Which is worst to pass onto your grandchildren, fiscal irresponsibility or fat and calorie irresponsibility?
Which would burden them more?
Are we racking up financial debt or fat debt for future generations based on the decisions we make today?
Which is worse?
Yes, money is important and times are tough everywhere. But remember, you can’t take it with you. Sick and rich isn’t rich at all. I’d even say that poor and healthy is a greater wealth. Either way, food and money are inextricably connected. Wealthy people have access to the widest variety of foods. People of less means are spiraling downward, falling more quickly because of fast foods, processed foods, and fake foods that they consume because of the low cost and convenience.
I witnessed this very sad phenomenom when an inner-city High School class visited my lab last year. I first tried to convince them to look at Food as Fuel. “What you put into your body has a direct effect on your brain, your nails, your hair, your attention span”, I told them. They shrugged.
Then, I tried to take it a step further and show them how Your Chicken McNuggets Can Be Better Than Fast Food, when I compared the processed chicken disks from the drive-thru with wholesome chicken breast. Which did they eventually choose? The result SHOCKED me. Our children can’t even identify what a real chicken is!
This year, you can avoid the fat/cal cliff by beginning some new traditions in your home.
You don’t need to eat like a rabbit to be healthy. The common misconception is that healthy eating means carrot sticks and kale. It’s simply not true.
Healthy eating just means making a few SMALL changes in your overall diet on a daily basis, that when combined over months become the new normal for you and your children.
They should never know about that whole stick of butter.
Whether at Stratford University, within WebCookingClasses.com, or at my own cooking school, students often recall how their Mother, Grandmother, Grandfather or other relative long ago introduced them to cooking. With each item they prepare, they remember the smells and tastes that person added to their consciousness. The impression lasts a lifetime. It’s a powerful gift to give someone.
If you have favorite family recipes from long ago, be thankful. Then, honor your family heritage by updating them with new cooking knowledge and the world of healthy ingredients now available.
Grandma’s entire stick of butter to saute a chicken breast CAN be changed to a tablespoon of olive oil. The blue box of chemicals called Mac and Cheese you’ve been eating, and now serving your children, can be made with real milk and cheese in the new year once you know how. Even Nana’s Apple Pie filling can be thickened with cornstarch, omitting some of the butter that past generations spackled on the lattice.

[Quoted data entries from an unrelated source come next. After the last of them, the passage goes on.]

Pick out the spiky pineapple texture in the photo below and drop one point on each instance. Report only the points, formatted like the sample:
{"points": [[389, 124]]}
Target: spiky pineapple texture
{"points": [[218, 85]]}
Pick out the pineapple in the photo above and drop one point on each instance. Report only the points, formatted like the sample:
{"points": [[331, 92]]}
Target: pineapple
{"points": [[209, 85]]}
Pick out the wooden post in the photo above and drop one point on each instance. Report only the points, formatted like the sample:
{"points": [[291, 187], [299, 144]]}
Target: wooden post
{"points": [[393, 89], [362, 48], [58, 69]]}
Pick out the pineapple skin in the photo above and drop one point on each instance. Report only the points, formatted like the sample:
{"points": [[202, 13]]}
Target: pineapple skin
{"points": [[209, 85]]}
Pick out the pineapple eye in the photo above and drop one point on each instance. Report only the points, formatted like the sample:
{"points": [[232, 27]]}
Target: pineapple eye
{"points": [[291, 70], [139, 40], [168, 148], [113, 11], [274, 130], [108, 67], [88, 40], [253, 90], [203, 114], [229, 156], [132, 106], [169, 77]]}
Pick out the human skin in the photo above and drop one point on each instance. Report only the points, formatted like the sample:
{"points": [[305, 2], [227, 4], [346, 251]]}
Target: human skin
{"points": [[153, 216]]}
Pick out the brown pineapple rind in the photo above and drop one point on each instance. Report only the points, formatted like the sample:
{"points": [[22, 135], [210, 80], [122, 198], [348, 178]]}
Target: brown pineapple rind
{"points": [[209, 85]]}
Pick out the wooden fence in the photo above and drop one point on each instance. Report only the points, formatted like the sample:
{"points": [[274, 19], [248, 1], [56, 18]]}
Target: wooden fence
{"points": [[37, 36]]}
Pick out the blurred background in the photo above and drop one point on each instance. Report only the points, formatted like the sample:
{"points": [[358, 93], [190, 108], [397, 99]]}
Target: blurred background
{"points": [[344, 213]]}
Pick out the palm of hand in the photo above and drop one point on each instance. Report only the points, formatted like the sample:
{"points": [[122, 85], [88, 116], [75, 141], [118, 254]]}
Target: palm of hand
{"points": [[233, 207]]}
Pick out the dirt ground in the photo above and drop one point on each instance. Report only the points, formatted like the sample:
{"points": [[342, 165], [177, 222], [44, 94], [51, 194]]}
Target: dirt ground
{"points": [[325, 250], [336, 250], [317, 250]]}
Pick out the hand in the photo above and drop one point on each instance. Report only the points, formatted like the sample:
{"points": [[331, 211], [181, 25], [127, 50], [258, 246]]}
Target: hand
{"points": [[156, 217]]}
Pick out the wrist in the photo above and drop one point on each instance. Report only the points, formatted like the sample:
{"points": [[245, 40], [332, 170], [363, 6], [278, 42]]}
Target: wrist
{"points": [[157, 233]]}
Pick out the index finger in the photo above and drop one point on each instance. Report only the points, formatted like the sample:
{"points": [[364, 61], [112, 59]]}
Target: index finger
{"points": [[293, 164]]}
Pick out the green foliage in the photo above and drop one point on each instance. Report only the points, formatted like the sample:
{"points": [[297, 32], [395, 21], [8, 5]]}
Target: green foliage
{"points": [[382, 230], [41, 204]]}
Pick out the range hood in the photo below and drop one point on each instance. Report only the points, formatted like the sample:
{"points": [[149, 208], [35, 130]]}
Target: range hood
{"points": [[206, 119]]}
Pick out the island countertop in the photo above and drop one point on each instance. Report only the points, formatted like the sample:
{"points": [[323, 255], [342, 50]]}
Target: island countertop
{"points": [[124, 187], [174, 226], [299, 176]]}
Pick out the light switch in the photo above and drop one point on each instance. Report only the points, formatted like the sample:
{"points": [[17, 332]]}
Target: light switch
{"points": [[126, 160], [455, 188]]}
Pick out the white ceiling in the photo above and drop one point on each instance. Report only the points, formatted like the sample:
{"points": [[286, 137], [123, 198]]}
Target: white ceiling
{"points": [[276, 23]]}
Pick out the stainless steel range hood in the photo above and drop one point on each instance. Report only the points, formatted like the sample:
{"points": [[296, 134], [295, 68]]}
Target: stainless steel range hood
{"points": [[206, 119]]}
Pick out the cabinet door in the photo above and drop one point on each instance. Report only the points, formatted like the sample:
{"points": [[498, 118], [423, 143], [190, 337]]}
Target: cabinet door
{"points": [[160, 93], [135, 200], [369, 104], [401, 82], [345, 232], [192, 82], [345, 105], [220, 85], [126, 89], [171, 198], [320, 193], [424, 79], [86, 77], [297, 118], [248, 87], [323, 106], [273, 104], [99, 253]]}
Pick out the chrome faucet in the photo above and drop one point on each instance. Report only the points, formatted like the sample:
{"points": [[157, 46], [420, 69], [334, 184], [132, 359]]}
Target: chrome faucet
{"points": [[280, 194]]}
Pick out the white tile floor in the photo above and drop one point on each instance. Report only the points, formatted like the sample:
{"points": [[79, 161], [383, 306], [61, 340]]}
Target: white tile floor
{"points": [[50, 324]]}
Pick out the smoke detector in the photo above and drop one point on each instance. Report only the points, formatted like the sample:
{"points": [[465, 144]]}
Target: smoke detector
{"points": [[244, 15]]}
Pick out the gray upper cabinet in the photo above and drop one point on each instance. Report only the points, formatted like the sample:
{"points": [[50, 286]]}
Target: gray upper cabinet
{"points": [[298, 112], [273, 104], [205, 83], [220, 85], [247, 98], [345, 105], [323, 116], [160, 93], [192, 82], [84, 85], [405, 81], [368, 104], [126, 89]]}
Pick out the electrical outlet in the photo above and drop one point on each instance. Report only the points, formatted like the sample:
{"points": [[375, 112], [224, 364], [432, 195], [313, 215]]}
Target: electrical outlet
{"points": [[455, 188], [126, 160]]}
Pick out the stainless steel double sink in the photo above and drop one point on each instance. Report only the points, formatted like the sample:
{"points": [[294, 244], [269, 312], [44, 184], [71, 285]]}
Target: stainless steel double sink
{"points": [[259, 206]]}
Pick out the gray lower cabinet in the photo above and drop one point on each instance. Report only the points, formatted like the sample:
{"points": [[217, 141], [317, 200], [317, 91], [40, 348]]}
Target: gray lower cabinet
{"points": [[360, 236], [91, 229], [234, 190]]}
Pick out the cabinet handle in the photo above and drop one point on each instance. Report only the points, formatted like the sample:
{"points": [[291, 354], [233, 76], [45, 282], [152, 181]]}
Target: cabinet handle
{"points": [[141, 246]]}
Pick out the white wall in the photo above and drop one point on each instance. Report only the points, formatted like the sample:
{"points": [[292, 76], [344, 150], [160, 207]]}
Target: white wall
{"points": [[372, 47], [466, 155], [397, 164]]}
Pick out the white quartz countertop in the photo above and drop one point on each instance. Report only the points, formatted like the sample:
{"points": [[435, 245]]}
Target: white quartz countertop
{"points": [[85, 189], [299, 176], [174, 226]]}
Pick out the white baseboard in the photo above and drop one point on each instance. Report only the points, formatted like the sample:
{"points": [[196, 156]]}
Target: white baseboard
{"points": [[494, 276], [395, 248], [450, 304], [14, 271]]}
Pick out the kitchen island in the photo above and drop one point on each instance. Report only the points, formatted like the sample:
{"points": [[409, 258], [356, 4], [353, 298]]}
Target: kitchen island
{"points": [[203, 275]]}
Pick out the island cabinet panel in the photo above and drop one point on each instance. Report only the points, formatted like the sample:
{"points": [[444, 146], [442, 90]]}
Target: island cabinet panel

Replace the sodium-soaked “Steak-ums” with an actual steak from the farmers market this year. You’ll find that the real flavor of wholesome ingredients will have your children eating LESS of something that is actually giving them MORE.
Pitch the processed pizza rolls and spend 30 minutes in the kitchen with your children, teach them how to make English muffin pizzas with real tomatoes and whole mozzarella. Don’t let your food heritage be a microwaved egg-puck biscuit for breakfast when it’s incredibly easy to fry an egg and toast whole wheat bread.
You can take the old, make small incremental changes, and start to incorporate them into your weekly menus and snacks. Updating these foods will have an impact on your family for decades, far more than any tax break ever will.
The greatest gift you can give your family is learning to cook their own food.
To start the new year, I challenge you to find an old favorite recipe and update it with new ingredients, new procedures, or new seasonings. Strive to use some of the nutritional information and worldwide items available to us since 1970, and create a new family heirloom recipe. Your children and their children will benefit from never knowing how to use an entire stick of butter to sauté chicken or even what a TV dinner is.
You can worry, fret, and chew your nails over the dollar taxes that you fear are lost while you are inflicting a taxation of much greater consequence to your kids, and their kids…a legacy of unhealthy eating that will make you poor quicker than any taxes will.
This article is so true. After taking your classes I continued to study the subjects and made my kitchen for dinner my practice kitchen. Now my kids don’t want to eat fast food any longer. Also we buy from the farmers market meats and veggies, and we are on a budget. This month we didn’t have enough money to buy on the first so we are buying in the middle of the month which has us eating as vegetarians 3 days this week. But since I learned to cook breads and soups we have fresh bread and a hearty soup for our meals. I also learned how easy it is to make deserts with things we already have in our frig and cabinet. Soups using lentils and dried beans and I make my own chicken stock because I save a lot more money buying whole chicken and fabricating them. All this I learned from your classes. I learned how to shop and how to keep my cabinets filled. So at times like this month I’m ok and I can eat healthy still.
Oh My, Janea!
I wish I could take you on the road with me and we could preach the benefits of cooking because YOU’VE SAID IT PERFECTLY!
Thank you so much for your kind comment! You are empowering yourself over the high price of take out foods, not only in money but in nutrition as well. And, you are giving a much greater “inheritance” to your children who will respect food and feel empowered to create meals themselves. There’s no better gift.
Congratulations on living a No Recipe Lifestyle. You seem to be enjoying the many benefits.